This is a good title that is suitable to the subject of your poem. It sets the stage for it in its reflection of your theme’s intent - everlasting love - while at the same time captures the essence of your poem as it acts as a portal inviting readers into it. For me, poetry opens the door of opportunity for the writer to explore different ways of presenting poetry and to do it in new and unique ways to stimulate readers even if we sometimes bend the rules of forms to make it our own. I'm a formalist poet and I love to read, write and create form poetry. I love form poetry and if it’s rhyming, that is even better. A good write and message about forever love. A very nice attempt at a Kyrielle Sonnet. Check the meter of this form. Each line should be eight syllables.

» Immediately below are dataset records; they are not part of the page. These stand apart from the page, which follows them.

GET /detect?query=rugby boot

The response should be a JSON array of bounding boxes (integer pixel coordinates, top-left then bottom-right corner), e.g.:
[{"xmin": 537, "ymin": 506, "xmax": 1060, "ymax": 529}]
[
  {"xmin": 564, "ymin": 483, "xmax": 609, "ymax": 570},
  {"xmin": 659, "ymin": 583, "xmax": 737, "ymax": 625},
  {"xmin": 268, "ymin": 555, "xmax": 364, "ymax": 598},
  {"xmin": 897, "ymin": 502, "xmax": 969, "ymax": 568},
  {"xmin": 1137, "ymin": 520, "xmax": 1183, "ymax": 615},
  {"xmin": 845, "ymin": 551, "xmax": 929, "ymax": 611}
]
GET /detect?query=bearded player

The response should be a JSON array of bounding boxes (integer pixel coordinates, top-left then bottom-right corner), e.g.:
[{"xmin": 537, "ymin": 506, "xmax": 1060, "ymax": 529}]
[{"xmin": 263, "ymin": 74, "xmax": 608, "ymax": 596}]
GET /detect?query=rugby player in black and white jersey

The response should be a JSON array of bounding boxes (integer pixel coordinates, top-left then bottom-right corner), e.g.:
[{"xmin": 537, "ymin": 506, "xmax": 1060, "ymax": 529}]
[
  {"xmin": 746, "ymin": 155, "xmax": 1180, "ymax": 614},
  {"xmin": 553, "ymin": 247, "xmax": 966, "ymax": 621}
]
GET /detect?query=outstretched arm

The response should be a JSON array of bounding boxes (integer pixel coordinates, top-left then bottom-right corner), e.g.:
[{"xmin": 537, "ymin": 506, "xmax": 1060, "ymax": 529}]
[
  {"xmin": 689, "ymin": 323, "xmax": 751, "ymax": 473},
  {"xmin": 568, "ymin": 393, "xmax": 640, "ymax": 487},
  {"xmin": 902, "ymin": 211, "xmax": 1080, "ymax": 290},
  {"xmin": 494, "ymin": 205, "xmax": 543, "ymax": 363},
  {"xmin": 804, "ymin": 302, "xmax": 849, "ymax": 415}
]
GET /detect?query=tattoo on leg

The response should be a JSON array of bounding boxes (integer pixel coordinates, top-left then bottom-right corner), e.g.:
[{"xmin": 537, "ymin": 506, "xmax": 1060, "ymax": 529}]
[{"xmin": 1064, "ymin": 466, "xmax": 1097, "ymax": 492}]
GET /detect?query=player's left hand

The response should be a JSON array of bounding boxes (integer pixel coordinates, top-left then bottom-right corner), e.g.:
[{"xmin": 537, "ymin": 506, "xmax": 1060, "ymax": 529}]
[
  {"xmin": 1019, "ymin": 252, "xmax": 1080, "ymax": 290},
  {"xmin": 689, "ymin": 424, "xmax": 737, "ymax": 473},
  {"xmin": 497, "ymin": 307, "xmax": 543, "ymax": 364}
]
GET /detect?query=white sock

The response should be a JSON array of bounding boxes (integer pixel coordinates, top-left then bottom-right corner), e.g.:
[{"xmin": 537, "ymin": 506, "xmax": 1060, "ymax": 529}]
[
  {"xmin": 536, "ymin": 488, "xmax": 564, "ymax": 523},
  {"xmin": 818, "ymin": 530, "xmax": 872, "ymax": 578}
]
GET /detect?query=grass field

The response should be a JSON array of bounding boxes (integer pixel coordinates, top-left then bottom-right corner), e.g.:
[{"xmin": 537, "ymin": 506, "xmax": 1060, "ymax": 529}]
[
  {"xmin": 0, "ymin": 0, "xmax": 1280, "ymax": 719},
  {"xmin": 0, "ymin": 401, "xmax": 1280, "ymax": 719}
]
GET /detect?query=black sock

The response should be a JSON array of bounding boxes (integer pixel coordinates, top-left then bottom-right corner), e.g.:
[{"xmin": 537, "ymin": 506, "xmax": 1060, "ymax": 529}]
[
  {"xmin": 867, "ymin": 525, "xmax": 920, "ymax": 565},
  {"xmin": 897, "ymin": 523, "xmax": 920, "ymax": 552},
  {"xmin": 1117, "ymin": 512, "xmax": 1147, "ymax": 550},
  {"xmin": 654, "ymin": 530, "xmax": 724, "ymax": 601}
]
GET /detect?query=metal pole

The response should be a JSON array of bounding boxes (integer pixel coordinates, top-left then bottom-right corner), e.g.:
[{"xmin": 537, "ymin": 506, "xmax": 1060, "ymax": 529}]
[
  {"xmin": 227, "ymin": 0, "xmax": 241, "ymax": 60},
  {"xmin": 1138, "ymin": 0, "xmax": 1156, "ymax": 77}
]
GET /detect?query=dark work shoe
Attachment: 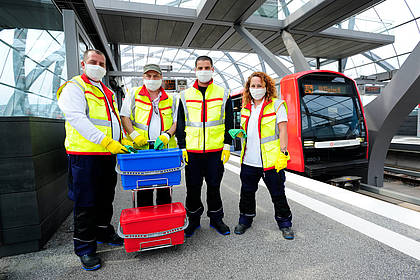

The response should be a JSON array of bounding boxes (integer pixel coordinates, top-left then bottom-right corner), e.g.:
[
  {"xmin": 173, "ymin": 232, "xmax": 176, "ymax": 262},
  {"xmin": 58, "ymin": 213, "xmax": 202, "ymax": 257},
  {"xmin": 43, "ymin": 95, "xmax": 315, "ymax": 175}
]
[
  {"xmin": 210, "ymin": 220, "xmax": 230, "ymax": 235},
  {"xmin": 280, "ymin": 227, "xmax": 295, "ymax": 240},
  {"xmin": 80, "ymin": 254, "xmax": 101, "ymax": 271},
  {"xmin": 233, "ymin": 224, "xmax": 251, "ymax": 234},
  {"xmin": 184, "ymin": 219, "xmax": 200, "ymax": 237},
  {"xmin": 96, "ymin": 233, "xmax": 124, "ymax": 246}
]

Imagery is good as are the descriptives. Good color and shading in your wording that promotes and evokes emotion through sight (observation). Through the lens of your eye you paint a vivid picture of a love that is strong and undying that any reader can appreciate and relate to.

Flow is good as is the line to lie transition and breaks. Nice rhythm and pacing. Nice use of descriptive/comparison. Rhyming is nicely done as is the rhyme scheme. A nice mix of near perfect feminine and masculine end line rhyme that is executed nicely in this piece. Nice internal rhyme.

Deep expression of emotion. There is certainty in this special love that permeates your poem. I like the tender devotion you express about this all consuming love. Passionate, comforting and touching. Well done.

Word choice is good; nice use of repetition as well as the excellent repeating lines that gives emphasis to your thoughts and feelings. Nice use of alliteration, assonance and consonance. No spelling errors found. I think there is a typo in line seven, should be “good-bye”. Punctuation: just a suggestion, at the end of line two change the comma to a semi-colon, at the end of line five remove the comma, at the end of line six change the comma to a semi-colon and at the end of line ten change the comma to a semi-colon. This will give emphasis to each thought and will make the flow and rhythm even better in my opinion.
I especially like the following lines:
“Rainbow colors add to the beauty of our love,
As we soar way up above,
We will never have to say good bye,
I know our love will never die.” — Simply beautiful; I love the ‘coloring’ of your words in defining this special love. Well done.

**Overall**

This is a lovely poem. I love the romance of it; its warmth which is expressed beautifully in this piece. It kept my attention from the beginning to end. Nicely crafted and a much enjoyed read. Write on!